Production compatibility: The single laser source process simplifies the complexity of the equipment, and the etching speed (up to 100 mm/s) supports mass production cycles >1 piece/minute.

(A) PL imaging of 51 cm² perovskite absorption layer; (B) 4 cm² module LBIC; (C) 51 cm² module LBIC and local magnification

Uniformity: PL imaging shows that the luminescence intensity fluctuation of the 51 cm² perovskite layer is <5%, the signal is uniform, and the edge effect is minimal;

4 cm² module: the current signal is uniform, confirming the interlayer uniformity and low contact resistance.

51 cm² module: the signal decreases slightly (GFF from 96% → 94%), but it is still better than most solution-based modules.

The full evaporation process achieves large-area uniform deposition, and laser scribing does not introduce significant defects.

Perovskite module performance and loss analysis

(A) 4 cm² module PCE; (C) 51 cm² module PCE; (B) Scaled loss; (D) 51 cm² module MPP tracking

4 cm² module: PCE=18.0% (backward scan), FF=81%, Voc=5.5 V, Jsc=20.2 mA/cm².

51 cm² module: PCE=16.6% (backward scan), FF=82%, Voc=19.0 V, Jsc=19.1 mA/cm².

Loss analysis: Of the total loss of 3.1%/dec from 4→51 cm², GFF contributes 2.2%, and other mechanisms (such as resistance, defects) only 0.9%. The stability of the 51 cm² module under MPP tracking, the efficiency maintained at 16.1% within 30 minutes.

The fully evaporated module remains efficient and stable over a large area.

Comparison of amplification losses of different technologies

■ Solution method (such as blade coating, slit coating) loses 6.9–7.2%/dec.

■ Full evaporation + laser scribing loses 3.1%/dec, which is close to traditional technologies such as CIGS (~3%) and c-Si (~2%).

■ Vapor deposition combined with laser scribing is currently the technical path with the lowest efficiency loss in perovskite amplification.

This study successfully achieved efficient large-scale amplification of perovskite components through the synergy of full evaporation layer manufacturing and full laser scribing.
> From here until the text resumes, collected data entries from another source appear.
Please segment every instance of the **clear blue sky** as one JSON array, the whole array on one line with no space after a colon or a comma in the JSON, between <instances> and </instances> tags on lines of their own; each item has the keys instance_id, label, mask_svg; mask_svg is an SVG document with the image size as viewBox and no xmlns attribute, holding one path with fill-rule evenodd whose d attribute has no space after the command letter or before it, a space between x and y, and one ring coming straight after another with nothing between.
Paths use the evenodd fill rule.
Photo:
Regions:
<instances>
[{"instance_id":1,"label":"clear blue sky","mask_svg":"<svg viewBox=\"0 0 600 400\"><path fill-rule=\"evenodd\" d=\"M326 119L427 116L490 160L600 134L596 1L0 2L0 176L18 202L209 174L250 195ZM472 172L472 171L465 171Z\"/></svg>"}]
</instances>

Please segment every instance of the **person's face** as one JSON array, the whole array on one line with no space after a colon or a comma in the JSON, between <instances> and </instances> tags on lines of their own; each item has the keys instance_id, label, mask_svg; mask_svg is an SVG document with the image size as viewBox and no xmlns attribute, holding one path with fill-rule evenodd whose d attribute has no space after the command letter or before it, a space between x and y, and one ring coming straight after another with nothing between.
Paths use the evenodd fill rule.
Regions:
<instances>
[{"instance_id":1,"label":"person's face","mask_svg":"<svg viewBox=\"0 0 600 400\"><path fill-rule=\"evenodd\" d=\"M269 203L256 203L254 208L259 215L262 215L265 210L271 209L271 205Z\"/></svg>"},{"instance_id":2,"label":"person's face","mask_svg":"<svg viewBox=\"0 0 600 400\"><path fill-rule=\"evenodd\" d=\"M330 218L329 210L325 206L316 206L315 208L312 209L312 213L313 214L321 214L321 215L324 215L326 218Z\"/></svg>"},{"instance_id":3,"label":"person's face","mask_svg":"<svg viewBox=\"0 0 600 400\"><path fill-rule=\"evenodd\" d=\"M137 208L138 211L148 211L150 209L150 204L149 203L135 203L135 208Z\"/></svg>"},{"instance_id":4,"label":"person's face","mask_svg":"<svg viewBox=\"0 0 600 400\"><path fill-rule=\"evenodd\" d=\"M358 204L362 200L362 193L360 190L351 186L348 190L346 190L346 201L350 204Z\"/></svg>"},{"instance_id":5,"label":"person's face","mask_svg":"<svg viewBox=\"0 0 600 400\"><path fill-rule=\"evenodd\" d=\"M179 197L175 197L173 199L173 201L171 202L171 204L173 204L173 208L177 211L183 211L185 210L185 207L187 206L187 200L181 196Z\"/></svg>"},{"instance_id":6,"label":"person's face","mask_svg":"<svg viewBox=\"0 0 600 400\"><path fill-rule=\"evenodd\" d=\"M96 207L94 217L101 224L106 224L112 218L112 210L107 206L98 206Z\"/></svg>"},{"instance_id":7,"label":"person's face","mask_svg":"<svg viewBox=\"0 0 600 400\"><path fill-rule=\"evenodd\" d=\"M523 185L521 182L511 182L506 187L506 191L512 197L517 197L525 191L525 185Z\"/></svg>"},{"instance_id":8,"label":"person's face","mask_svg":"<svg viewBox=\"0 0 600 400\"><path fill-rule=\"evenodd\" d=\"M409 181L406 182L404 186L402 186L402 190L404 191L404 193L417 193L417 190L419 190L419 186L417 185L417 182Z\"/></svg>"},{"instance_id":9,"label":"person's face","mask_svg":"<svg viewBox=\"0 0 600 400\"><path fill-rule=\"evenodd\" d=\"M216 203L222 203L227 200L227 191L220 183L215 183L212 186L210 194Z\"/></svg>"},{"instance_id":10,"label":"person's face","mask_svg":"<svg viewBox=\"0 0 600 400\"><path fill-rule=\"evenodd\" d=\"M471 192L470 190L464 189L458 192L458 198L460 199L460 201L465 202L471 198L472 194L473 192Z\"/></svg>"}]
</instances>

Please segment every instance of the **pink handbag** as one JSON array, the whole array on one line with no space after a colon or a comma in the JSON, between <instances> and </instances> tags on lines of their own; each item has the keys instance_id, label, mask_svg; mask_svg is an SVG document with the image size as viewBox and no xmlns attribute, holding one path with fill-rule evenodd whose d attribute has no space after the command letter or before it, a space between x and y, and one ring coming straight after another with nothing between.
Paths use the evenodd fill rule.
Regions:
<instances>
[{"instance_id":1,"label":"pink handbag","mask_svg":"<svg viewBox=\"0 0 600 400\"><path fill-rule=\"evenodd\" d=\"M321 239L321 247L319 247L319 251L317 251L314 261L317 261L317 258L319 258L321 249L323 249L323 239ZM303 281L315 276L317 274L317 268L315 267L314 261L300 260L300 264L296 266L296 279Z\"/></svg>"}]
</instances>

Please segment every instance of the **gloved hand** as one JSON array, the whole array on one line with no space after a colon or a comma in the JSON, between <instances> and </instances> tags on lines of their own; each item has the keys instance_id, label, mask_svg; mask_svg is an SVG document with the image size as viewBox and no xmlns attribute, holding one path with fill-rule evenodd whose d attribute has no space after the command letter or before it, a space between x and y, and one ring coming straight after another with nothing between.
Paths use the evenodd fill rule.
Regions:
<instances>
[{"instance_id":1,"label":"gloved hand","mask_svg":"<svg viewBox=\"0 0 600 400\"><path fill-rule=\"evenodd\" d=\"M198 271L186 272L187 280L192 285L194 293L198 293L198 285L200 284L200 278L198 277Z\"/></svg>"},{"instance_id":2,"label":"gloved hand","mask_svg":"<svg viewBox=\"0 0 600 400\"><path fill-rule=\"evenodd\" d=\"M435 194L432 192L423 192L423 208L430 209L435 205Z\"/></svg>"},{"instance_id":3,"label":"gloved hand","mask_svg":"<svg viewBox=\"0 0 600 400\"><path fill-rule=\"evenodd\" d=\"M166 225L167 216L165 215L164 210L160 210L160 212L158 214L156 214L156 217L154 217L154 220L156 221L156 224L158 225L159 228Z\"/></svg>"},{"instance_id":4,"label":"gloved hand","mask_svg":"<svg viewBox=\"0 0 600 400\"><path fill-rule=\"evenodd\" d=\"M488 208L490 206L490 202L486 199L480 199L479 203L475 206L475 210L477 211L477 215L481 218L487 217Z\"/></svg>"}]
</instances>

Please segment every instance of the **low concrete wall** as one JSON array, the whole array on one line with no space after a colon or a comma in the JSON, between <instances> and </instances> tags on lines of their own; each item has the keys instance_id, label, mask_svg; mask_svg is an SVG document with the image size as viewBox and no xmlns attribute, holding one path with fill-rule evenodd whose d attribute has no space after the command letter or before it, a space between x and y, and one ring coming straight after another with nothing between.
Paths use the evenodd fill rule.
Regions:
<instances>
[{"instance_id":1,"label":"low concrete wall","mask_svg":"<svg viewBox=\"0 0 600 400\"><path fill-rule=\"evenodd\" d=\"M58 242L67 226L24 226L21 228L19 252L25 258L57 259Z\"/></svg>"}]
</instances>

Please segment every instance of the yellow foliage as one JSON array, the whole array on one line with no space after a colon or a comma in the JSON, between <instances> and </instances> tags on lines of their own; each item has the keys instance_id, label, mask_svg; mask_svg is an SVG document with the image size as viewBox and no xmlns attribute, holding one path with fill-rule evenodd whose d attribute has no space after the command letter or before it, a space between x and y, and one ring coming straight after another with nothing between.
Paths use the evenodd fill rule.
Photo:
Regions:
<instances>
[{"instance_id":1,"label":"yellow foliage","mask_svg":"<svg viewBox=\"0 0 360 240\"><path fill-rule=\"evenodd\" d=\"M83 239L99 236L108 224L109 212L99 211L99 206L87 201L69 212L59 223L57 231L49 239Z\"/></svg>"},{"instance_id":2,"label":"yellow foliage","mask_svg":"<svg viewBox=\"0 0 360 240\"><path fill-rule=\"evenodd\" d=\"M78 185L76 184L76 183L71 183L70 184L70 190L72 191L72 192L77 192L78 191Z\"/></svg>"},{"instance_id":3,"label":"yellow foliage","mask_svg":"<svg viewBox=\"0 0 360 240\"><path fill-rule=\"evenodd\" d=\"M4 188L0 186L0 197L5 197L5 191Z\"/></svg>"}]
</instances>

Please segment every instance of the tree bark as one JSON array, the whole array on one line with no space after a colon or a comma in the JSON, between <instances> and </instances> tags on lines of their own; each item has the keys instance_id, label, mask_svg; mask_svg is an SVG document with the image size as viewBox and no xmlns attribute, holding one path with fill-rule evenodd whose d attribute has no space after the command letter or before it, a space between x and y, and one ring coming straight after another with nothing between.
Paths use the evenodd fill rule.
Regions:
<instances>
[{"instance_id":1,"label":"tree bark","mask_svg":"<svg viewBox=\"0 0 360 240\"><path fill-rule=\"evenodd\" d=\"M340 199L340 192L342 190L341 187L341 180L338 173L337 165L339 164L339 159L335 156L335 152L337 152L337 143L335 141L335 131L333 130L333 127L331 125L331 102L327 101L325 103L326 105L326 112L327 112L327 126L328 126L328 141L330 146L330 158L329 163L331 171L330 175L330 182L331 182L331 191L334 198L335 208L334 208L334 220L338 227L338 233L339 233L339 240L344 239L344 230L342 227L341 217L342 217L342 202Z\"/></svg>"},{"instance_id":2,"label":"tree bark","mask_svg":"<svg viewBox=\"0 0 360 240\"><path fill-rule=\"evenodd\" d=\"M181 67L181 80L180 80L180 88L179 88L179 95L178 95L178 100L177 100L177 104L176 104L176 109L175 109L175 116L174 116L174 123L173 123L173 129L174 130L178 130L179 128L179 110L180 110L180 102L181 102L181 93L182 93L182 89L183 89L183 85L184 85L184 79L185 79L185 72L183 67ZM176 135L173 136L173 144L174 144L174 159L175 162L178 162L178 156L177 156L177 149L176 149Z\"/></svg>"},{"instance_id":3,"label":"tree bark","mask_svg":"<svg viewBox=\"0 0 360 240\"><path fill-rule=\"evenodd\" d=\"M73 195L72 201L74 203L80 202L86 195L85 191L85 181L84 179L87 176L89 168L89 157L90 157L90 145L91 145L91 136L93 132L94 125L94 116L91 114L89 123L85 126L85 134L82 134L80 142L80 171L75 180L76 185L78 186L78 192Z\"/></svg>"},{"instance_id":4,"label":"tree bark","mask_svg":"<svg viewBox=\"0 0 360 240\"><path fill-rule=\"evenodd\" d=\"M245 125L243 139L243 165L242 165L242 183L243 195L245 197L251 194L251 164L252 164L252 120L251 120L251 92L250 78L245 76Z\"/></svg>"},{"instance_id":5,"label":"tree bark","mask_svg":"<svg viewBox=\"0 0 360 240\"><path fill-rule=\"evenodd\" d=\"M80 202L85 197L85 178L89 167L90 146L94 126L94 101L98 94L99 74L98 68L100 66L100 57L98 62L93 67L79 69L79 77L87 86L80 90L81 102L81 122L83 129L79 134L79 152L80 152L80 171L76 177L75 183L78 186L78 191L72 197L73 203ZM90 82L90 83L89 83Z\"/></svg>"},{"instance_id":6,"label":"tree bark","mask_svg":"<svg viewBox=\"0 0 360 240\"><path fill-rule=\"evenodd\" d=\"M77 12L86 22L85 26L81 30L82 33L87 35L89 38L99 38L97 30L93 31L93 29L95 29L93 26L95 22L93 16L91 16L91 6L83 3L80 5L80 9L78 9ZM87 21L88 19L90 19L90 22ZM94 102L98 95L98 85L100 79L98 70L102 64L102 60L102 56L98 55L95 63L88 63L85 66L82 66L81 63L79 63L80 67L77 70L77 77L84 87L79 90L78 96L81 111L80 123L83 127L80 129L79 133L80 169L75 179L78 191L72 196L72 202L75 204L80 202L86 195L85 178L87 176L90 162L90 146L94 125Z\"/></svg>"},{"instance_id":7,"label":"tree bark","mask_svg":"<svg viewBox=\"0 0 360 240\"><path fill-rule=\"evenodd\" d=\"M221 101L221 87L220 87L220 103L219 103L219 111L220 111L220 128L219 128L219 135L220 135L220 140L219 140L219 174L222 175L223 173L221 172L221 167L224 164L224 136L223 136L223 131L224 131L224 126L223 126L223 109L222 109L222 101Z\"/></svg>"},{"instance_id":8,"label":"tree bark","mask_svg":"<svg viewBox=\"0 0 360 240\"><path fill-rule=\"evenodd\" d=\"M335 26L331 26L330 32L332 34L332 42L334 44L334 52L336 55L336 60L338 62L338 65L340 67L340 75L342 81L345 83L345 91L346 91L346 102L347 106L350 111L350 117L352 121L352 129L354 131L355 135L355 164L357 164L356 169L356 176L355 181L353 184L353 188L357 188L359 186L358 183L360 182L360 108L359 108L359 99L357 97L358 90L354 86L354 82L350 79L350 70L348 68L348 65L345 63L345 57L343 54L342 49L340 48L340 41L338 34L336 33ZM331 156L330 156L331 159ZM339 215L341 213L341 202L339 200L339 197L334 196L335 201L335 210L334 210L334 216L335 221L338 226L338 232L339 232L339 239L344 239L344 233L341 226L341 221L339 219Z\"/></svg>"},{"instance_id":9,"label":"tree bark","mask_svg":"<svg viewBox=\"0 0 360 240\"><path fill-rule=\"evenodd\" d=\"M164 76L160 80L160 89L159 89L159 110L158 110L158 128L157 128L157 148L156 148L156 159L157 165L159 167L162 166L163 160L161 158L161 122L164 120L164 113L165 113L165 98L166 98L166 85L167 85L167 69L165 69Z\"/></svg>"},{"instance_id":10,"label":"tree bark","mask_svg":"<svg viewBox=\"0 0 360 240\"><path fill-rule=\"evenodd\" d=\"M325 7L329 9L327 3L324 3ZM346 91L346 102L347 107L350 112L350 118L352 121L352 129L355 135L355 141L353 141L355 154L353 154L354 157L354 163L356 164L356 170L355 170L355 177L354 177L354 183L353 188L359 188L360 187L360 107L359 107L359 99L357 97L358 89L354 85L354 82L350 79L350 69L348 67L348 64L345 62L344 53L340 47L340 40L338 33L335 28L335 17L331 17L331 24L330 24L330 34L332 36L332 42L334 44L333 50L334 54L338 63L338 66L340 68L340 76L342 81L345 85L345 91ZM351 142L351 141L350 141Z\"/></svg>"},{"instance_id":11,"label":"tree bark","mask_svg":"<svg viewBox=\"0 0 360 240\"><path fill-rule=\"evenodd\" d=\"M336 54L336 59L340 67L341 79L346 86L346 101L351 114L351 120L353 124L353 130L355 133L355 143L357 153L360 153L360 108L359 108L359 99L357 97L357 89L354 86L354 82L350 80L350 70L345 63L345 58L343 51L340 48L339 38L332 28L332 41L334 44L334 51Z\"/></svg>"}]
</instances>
The full vacuum deposition process solves the problem of large-area uniformity, while single-source nanosecond laser scribing simplifies the interconnection process and reduces resistance loss. The resulting component still maintains an efficiency of 16.6% at an area of ​​51 cm², with an amplification loss of only 3.1%/dec, marking an important step for perovskite photovoltaics towards industrialization.